Can anyone help me figure out why I can't use jsoup to read table in this link below:
http://data.fpt.vn/InfoDNS.aspx?domain=google.com
I use it to get DNS of a host.
Here is the code that I used:
import java.net.URL;
import org.jsoup.Jsoup;
import org.jsoup.nodes.Document;
import org.jsoup.nodes.Element;
import org.jsoup.nodes.Node;
import org.jsoup.nodes.TextNode;
import org.jsoup.select.Elements;
public class dnsjava {
public static void main(String... args) throws Exception {
String fpt = "http://data.fpt.vn/InfoDNS.aspx?domain=google.com";
String espn = "http://espn.go.com/mens-college-basketball/conferences/standings/_/id/2/year/2012/acc-conference"

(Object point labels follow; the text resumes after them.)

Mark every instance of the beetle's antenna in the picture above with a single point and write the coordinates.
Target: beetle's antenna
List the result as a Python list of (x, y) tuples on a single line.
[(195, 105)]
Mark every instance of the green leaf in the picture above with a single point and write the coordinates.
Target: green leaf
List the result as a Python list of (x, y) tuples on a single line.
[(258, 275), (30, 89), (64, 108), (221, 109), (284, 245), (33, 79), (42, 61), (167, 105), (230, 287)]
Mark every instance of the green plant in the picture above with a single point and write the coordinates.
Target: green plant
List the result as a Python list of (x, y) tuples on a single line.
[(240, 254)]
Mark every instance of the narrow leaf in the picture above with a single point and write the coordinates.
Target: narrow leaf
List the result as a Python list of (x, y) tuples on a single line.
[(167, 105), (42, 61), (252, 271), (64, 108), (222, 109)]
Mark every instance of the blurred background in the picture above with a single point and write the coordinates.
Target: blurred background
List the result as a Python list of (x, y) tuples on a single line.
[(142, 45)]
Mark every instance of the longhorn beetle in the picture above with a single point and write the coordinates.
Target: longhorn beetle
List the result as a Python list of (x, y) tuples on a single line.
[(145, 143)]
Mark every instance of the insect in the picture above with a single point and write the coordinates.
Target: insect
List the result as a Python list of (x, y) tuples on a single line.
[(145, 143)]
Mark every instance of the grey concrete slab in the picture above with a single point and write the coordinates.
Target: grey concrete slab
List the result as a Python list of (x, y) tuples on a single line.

org.jsoup.nodes.Document doc = Jsoup.connect(fpt).get();
Elements table = doc.select("table.tabular");
for (Element row : table.select("tr")) {
Elements tds = row.select("td");
System.out.println(tds.text());
System.out.println(tds.text());
}
}
}
It work with the url of espn and doc.select("table.tablehead"); but with fpt url, nothing happen!
Thank you for your help!
looks like the response you are seeking is not present, when i did the "view source"(in browser) of the link.
doc.select("table.tabular"); //
"tabular" is not present in response.